Wednesday, December 5, 2012

How to Live with a Tribologist

What can you learn from a spouse or loved one who is a tribologist/lubrication engineer? Lots!

Wendy Schrama (wife of Rick Schrama, a long-time STLE member) previously gave a very entertaining talk at the Hamilton Section, and we decided we wanted to learn more about what it takes to support a spouses' passion for tribology throughout 30+ years of marriage.

Sniegowski: Tell us a little about yourself.
Schrama: I have been a Registered Nurse since 1976 and have worked in all areas of nursing. To keep my mind active I became addicted to learning and obtained three degrees. I am presently studying law at a college and plan to become a paralegal. Rick and I have an engineering consulting business and since Rick has semi-retired our business, Tribological Services, has become our focus.

Sniegowski: What made you decide to speak on this topic?  How’d you get the idea?
Schrama: The idea of sharing what life is like with a tribologist and how I have managed to “survive” has always been a part of me. Rick, who sits on the Board of the Hamilton Chapter of the STLE asked me if I would be willing to speak on this topic for the section's Spousal Night (spouses are invited to attend the regular monthly meeting). They usually get a magician or an illusionist to entertain the guests, but this was different. I was flattered to be asked, so I said yes - Rick had already come up with the title.
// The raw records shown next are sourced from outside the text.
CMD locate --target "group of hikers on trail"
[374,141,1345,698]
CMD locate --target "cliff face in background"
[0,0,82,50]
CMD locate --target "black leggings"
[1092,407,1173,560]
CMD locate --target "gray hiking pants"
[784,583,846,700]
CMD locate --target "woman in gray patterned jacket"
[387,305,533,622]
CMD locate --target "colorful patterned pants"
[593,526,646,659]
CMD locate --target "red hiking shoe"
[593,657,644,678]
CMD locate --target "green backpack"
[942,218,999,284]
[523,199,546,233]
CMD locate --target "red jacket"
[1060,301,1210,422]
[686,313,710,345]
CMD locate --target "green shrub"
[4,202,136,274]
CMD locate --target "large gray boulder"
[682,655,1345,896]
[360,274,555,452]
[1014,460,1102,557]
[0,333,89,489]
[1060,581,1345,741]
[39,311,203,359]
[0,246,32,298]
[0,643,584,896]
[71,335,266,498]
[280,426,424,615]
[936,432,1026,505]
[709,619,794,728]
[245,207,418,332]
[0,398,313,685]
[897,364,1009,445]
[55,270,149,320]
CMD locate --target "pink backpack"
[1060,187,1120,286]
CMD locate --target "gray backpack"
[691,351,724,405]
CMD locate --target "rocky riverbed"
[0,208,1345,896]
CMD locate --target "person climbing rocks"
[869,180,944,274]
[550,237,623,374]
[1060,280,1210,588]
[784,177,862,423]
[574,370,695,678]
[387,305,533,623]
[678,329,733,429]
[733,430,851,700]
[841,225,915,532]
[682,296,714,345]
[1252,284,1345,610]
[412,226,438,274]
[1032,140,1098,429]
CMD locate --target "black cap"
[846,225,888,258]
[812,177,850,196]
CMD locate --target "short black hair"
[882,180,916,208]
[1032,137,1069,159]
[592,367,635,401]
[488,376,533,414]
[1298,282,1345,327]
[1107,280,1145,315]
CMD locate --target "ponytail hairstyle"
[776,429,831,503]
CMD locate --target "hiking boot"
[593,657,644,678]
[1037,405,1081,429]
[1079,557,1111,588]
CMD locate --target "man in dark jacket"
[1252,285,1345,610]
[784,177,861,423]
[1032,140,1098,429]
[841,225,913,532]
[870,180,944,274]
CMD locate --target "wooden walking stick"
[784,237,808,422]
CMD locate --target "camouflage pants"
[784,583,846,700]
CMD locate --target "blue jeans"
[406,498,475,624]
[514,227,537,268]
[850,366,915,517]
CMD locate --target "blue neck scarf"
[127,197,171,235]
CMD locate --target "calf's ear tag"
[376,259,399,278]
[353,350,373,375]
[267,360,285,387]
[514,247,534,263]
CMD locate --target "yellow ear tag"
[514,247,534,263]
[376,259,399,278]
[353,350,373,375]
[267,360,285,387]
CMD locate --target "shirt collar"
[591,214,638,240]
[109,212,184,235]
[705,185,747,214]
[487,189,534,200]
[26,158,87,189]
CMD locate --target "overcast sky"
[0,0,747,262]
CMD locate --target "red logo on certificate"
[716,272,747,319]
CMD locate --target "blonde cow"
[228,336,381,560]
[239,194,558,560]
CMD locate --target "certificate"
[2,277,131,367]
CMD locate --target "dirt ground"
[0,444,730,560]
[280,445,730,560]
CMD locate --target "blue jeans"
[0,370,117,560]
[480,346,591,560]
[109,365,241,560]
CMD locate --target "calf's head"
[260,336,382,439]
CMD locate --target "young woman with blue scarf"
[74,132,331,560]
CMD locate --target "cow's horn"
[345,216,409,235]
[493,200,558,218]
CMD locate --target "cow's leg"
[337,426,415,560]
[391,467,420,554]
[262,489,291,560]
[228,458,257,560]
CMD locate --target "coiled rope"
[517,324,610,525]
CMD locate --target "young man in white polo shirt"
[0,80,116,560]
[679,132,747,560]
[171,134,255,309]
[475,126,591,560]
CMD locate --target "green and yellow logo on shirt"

Sniegowski: How familiar were you with tribology before meeting your husband? 
Schrama: I had no clue! After we met, I went to see Dofasco's new hot mill. When I got home, Rick asked me if I saw the bearings. I pretended I did, but was thinking “what's a bearing?” In short...I knew nothing at all. However, I'm addicted to learning and Rick had a bunch of tribology magazines laying around, so I read some of the articles. I then started to read some of the chapters he was writing for various books. As time went on, I understood more and more about the complex - and I mean very complex - world of tribology. It also helped when I heard how tribology plays a role in the engine of a car and in the human body. With both there is lubrication, wear and friction and having real world examples was key.

Sniegowski: What are some quirky or unique qualities you find in a tribologist?
Schrama: Tribologists (or just my husband) tend to keep everything they have. Rick's home office (and the garage, for that matter) are packed full or articles, publications and books (see right!)

Sniegowski: How was your talk received at the section meeting? What kind of response did you get? 
Schrama: I wanted the talk to be light-hearted, as this was supposed to be an enjoyable night. Within 10 seconds I had the audience laughing and the more they laughed, the more enjoyable the talk became. I saw a woman nodding her head at each slide, and someone else mentioned another unique quality - tribologists do not stop talking!

Sniegowski: Any advice for others in the same situation?
Schrama: Do not expect to learn it all. But you can learn and relate by thinking of tribology and it's role in the real world - like with your knees or a car engine. It might help make sense of it all. You also need to realize that tribology is a massive subject, and a very complex science. Not even a tribologist can know it all.

Our final note: And that's what makes it so interesting!

Have you had a similar experience? How do you explain your profession to your family?